US must break the status quo with Israel

President Obama has a chance to change the way America engages with the Palestinians

Has Mr Netanyahu finally overplayed his hand with the President Obama? Pablo Martines Monsivais / AP
Powered by automated translation

By now, Israeli prime minister Benjamin Netanyahu has exhausted himself walking back pre-election comments concerning Palestinian statehood. Appearing on a variety of US media outlets, Mr Netanyahu said that he is, ­despite the explicit claim to the contrary, in favour of a two-state solution for the conflict. His post-election behaviour, however, points to more of the same, as opposed to a real peace push.

As The National reported yesterday, Israel has agreed to release millions of dollars in tax revenue collected on behalf of the Palestinian Authority and withheld as punishment for the PA’s attempt to gain membership to the International Criminal Court. The release of the tax revenue is a familiar trick. After the 2013 elections, Mr Netanyahu similarly released millions in withheld tax revenue, which at that time was held as punishment for the Palestinians’ United Nations statehood bid. Releasing the revenue is painted as a good will gesture, but in fact it only serves Israel’s long-term interests in the West Bank.
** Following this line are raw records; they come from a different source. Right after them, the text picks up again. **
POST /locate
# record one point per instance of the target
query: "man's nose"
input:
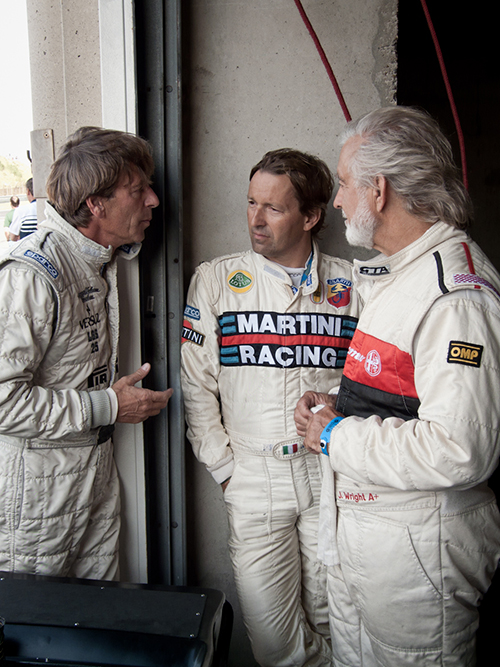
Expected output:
(256, 216)
(151, 199)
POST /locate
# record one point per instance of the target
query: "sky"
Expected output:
(16, 117)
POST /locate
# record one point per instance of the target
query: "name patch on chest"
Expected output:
(464, 353)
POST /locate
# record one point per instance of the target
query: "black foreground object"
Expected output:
(58, 621)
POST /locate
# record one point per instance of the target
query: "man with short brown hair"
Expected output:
(260, 327)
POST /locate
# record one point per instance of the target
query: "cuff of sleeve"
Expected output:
(222, 470)
(114, 404)
(326, 434)
(101, 408)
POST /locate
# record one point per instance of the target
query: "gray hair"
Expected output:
(407, 147)
(91, 163)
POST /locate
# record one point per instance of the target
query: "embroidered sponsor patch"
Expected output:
(43, 261)
(99, 377)
(472, 279)
(374, 270)
(319, 294)
(191, 335)
(285, 339)
(373, 363)
(191, 312)
(338, 292)
(240, 281)
(87, 294)
(464, 353)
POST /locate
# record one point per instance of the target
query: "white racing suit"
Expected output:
(418, 532)
(59, 490)
(252, 345)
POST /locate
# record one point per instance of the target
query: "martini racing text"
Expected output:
(285, 339)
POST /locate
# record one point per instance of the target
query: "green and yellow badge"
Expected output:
(240, 281)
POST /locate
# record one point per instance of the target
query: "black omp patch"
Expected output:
(464, 353)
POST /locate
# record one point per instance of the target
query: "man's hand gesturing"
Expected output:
(136, 404)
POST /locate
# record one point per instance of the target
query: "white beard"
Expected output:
(360, 229)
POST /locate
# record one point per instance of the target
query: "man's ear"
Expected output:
(312, 219)
(96, 206)
(380, 192)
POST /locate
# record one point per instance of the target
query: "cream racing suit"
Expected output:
(252, 344)
(418, 528)
(59, 491)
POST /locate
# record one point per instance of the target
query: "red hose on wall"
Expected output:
(340, 97)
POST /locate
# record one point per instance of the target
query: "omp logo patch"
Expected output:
(191, 335)
(464, 353)
(240, 281)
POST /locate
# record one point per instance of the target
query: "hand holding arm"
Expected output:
(136, 404)
(315, 427)
(303, 412)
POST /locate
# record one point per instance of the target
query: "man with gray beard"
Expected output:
(409, 527)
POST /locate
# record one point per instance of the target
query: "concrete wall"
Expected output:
(254, 82)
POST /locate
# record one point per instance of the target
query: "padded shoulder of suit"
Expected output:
(30, 251)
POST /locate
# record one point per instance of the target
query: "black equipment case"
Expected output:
(56, 621)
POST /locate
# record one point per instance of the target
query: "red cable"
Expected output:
(324, 60)
(449, 92)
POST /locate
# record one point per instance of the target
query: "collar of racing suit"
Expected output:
(310, 277)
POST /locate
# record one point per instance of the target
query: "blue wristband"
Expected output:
(326, 433)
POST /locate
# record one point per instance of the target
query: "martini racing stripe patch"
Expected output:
(191, 335)
(464, 353)
(285, 339)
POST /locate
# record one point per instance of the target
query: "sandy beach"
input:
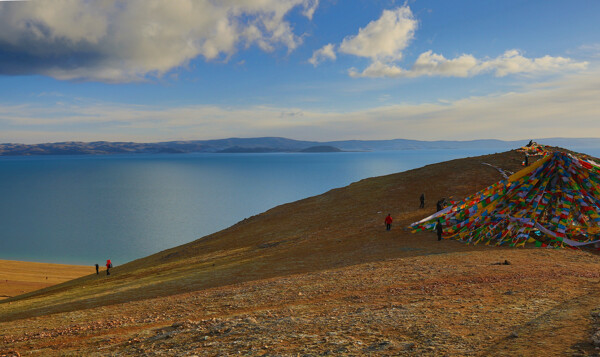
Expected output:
(18, 277)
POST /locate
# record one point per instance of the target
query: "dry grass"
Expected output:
(322, 274)
(17, 278)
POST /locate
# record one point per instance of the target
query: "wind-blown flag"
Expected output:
(555, 202)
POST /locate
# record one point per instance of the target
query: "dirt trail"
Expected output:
(322, 276)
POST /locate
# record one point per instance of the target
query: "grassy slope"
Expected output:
(340, 230)
(341, 227)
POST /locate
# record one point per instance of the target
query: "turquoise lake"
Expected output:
(86, 209)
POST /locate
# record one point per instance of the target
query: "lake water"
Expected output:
(86, 209)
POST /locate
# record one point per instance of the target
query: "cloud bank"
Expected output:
(384, 40)
(120, 41)
(567, 108)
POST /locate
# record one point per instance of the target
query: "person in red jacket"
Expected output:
(388, 222)
(108, 266)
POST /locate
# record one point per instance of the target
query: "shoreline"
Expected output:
(21, 277)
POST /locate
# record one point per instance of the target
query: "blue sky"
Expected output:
(157, 70)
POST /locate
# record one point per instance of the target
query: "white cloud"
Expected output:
(383, 41)
(567, 107)
(326, 52)
(117, 41)
(384, 38)
(511, 62)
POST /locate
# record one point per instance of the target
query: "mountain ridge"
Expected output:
(268, 144)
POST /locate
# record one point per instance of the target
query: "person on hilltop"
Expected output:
(388, 222)
(108, 266)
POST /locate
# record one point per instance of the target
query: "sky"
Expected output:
(162, 70)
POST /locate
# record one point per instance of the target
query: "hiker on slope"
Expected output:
(388, 222)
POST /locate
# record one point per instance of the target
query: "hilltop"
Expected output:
(265, 145)
(322, 276)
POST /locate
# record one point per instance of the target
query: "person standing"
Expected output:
(388, 222)
(108, 266)
(439, 229)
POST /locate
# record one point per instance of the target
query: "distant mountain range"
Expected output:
(273, 144)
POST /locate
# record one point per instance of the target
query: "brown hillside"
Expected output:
(322, 274)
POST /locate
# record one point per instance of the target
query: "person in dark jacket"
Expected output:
(388, 222)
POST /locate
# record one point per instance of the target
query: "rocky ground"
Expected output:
(352, 289)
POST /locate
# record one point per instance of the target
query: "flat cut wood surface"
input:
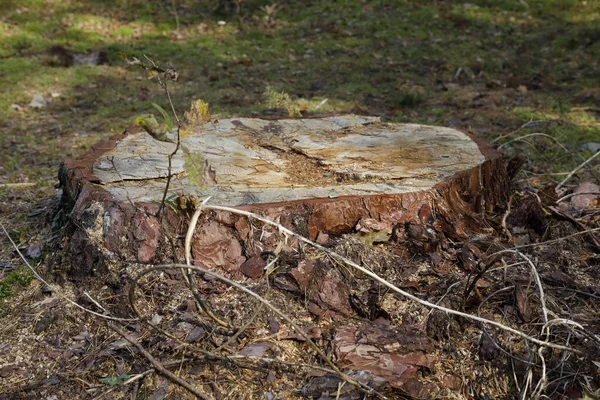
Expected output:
(253, 161)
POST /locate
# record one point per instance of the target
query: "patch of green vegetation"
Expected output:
(20, 277)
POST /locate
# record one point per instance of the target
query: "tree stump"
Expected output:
(320, 177)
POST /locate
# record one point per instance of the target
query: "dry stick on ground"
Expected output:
(583, 164)
(536, 277)
(134, 378)
(202, 305)
(158, 366)
(384, 282)
(517, 130)
(287, 319)
(55, 289)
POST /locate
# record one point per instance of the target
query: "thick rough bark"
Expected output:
(319, 177)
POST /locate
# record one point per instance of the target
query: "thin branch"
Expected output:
(533, 135)
(384, 282)
(287, 319)
(160, 369)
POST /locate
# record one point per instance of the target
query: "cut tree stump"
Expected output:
(319, 177)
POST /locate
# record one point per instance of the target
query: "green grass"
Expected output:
(405, 61)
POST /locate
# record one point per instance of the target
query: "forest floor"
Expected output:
(503, 70)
Mr Netanyahu and his political advisers want to ensure that the Palestinian Authority remains in power, albeit in a malleable capacity. Hours before leaving office on Friday, Israel’s Central Command chief Nitzan Alon signed an order applying Israeli penal code to all residents of the West Bank. This order, which is mostly declarative, is further confirmation of the slow Israeli annexation of the West Bank. Regardless of what Mr Netanyahu is selling to the American media – it should be noted that Mr Netanyahu has yet to reach out to the European media, perhaps in an admission that Israel has lost Europe on this issue – he is continuing the status quo of Israeli occupation.
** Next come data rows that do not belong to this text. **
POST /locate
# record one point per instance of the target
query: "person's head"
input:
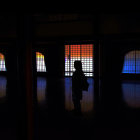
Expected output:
(78, 65)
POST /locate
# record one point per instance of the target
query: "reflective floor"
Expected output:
(54, 117)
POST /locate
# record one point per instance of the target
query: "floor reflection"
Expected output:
(87, 101)
(3, 82)
(131, 93)
(41, 89)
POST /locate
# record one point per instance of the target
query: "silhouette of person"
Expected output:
(77, 87)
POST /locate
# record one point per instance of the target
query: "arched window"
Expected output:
(2, 62)
(83, 52)
(40, 62)
(132, 62)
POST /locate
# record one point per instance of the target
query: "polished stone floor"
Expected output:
(54, 118)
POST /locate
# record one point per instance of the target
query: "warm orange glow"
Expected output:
(84, 50)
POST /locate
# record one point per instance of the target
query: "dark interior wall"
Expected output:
(7, 26)
(119, 23)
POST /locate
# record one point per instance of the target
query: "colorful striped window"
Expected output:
(132, 62)
(40, 62)
(83, 52)
(2, 63)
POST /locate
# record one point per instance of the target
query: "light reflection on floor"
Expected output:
(41, 89)
(131, 93)
(87, 101)
(3, 82)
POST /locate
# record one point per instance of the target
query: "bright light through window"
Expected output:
(2, 63)
(40, 62)
(132, 62)
(83, 52)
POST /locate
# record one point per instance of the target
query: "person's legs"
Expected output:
(77, 106)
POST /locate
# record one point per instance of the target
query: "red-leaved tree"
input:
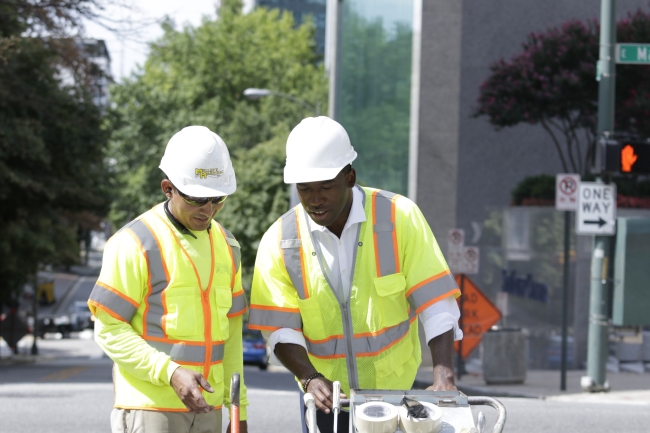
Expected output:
(552, 82)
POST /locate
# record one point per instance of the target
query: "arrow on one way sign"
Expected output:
(601, 222)
(596, 213)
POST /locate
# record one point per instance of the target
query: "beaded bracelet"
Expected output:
(309, 379)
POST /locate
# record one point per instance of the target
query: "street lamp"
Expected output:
(253, 94)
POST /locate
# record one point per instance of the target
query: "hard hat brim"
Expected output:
(310, 175)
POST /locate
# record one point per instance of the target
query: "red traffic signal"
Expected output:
(634, 157)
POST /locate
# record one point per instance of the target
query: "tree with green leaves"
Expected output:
(196, 76)
(552, 82)
(52, 173)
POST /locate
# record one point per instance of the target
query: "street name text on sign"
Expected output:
(596, 214)
(633, 53)
(566, 191)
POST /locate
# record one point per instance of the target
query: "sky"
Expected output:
(128, 52)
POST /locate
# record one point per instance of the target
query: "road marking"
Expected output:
(63, 374)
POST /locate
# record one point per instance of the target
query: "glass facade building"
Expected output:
(374, 88)
(301, 9)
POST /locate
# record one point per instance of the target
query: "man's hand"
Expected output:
(321, 388)
(243, 427)
(187, 384)
(295, 358)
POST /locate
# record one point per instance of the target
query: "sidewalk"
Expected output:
(625, 387)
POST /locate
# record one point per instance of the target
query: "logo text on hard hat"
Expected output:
(203, 173)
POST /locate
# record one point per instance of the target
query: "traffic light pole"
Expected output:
(600, 261)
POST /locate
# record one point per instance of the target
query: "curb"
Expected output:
(483, 391)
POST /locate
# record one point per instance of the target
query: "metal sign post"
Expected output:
(598, 325)
(566, 199)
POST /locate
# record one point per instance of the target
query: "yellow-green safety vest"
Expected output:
(175, 316)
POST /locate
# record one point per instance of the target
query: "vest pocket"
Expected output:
(182, 318)
(392, 299)
(223, 300)
(312, 321)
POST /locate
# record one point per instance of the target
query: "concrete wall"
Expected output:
(464, 164)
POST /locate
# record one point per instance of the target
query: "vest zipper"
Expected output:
(205, 300)
(353, 378)
(207, 316)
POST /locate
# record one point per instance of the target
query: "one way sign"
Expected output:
(596, 214)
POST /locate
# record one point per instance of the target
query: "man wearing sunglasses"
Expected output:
(169, 300)
(341, 279)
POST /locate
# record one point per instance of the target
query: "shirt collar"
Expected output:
(357, 213)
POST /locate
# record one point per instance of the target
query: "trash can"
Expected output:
(504, 356)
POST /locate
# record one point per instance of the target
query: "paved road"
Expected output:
(74, 394)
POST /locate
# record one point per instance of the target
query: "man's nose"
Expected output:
(316, 198)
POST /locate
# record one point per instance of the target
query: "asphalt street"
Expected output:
(73, 393)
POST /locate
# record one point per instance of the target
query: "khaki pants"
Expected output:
(149, 421)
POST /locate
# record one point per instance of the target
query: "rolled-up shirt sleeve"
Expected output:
(282, 335)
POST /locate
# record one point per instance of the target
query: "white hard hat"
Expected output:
(197, 162)
(317, 149)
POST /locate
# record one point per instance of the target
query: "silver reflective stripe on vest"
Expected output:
(383, 228)
(290, 247)
(109, 299)
(330, 348)
(238, 304)
(157, 278)
(432, 290)
(274, 318)
(180, 352)
(217, 353)
(234, 247)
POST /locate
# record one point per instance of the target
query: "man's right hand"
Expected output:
(321, 388)
(186, 384)
(295, 358)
But that status quo might be in question as the United States has finally shown willingness to demand concrete action and not hollow rhetoric. The path will be treacherous – there are already attempts to paint President Barack Obama’s reaction to the Israeli election in personal terms – but years of Israeli intransigence with the US have created a willingness for American pressure to be exercised over Israel. America’s unhealthy relationship with Israel must begin to transform for any lasting peace agreement to take root. After all, when it comes to Israel, actions always speak louder than words.